Comprehensive-Amazon-Reviews-Project

This is a multi-task projects (analysis, recommender system, NLP) on the Amazon Reviews Dataset (Electronics Part)

Data Source: https://s3.amazonaws.com/amazon-reviews-pds/readme.html

Dataset size: 3091024

This project is designed for me to better understand data science: What is the purpose of data science?

The core is to extract and utilize useful information from data

Different notebook is in different folders. There might be additional information provided in md file in each folder.

Part 1 Exploratory Data Analysis

This part we performed some data preprocess, and perform some univariate and multivariate data analysis (majorly visualized in notebook).

Dataset Columns:

marketplace: 2 letter country code of the marketplace where the review was written.
customer_id: Random identifier that can be used to aggregate reviews written by a single author.
review_id: The unique ID of the review.
product_id: The unique Product ID the review pertains to.
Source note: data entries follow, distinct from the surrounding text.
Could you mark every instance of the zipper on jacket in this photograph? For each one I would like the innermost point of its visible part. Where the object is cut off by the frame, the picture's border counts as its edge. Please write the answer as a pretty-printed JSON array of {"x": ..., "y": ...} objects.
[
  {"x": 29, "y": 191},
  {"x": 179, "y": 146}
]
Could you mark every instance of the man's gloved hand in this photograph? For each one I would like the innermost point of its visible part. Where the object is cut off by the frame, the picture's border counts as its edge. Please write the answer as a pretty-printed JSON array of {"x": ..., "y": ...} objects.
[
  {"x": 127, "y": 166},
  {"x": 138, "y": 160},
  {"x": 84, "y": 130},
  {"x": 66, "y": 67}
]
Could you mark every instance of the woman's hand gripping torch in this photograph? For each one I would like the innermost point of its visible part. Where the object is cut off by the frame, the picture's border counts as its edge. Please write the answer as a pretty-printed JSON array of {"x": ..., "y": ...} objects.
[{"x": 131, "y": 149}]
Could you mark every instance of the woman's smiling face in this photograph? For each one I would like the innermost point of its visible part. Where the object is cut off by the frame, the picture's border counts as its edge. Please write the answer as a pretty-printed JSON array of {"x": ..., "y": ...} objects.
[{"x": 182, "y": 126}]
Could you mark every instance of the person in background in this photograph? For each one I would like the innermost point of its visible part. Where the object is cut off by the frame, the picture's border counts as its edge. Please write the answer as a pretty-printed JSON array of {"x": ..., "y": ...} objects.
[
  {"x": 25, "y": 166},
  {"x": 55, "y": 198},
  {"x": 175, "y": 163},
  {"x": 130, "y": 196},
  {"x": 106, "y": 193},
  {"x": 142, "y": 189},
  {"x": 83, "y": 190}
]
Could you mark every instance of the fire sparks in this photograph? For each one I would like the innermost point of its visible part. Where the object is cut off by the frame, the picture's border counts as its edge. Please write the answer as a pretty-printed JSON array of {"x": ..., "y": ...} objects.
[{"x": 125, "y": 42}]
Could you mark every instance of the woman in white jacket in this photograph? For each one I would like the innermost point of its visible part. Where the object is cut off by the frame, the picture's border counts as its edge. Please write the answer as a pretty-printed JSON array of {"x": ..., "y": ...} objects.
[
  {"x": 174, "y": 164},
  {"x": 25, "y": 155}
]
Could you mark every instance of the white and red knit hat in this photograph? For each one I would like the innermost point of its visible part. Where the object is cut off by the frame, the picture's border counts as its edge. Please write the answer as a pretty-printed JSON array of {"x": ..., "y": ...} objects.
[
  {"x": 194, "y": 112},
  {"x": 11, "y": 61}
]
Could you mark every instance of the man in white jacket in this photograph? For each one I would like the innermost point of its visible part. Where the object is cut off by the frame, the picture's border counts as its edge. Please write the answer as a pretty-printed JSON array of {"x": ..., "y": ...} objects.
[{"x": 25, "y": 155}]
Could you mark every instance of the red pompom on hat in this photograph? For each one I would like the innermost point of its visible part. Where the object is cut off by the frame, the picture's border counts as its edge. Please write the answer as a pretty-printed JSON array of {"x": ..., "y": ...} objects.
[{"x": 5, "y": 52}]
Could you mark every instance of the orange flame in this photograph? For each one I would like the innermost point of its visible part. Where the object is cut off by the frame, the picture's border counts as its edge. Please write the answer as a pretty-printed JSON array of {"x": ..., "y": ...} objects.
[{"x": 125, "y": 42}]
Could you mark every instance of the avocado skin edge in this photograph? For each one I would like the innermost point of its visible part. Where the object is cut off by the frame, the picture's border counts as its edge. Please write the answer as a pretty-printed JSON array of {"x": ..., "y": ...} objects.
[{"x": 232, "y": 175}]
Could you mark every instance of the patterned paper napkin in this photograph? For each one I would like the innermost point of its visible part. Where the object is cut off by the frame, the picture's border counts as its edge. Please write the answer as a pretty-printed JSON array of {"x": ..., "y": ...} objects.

In the multilingual dataset the reviews for the same product in different countries can be grouped by the same product_id.
product_parent: Random identifier that can be used to aggregate reviews for the same product.
product_title: Title of the product.
product_category: Broad product category that can be used to group reviews (also used to group the dataset into coherent parts).
star_rating: The 1-5 star rating of the review.
helpful_votes: Number of helpful votes.
total_votes: Number of total votes the review received.
vine: Review was written as part of the Vine program.
verified_purchase: The review is on a verified purchase.
review_headline: The title of the review.
review_body: The review text.
review_date: The date the review was written.

Data Preprocess

Following preprocess is performed:

missing values: since only very few missing values is in the data, we directly drop the rows of missing values
duplicate data: drop any duplicate data
irrelevant data: drop the following irrelevant columns: 'marketplace', 'product_parent', 'product_category'
correct data type: change review_date column from string data type into datetime data type
transform data: we create some new features for better understand the data

Univariate Analysis

Investigate the distribution and values in each features.

Some interesting observations:

Review data in more on weekdays than weekends
data is majorly clustered after 2013

Multivariate Analysis

Investigate the relationship between two variables.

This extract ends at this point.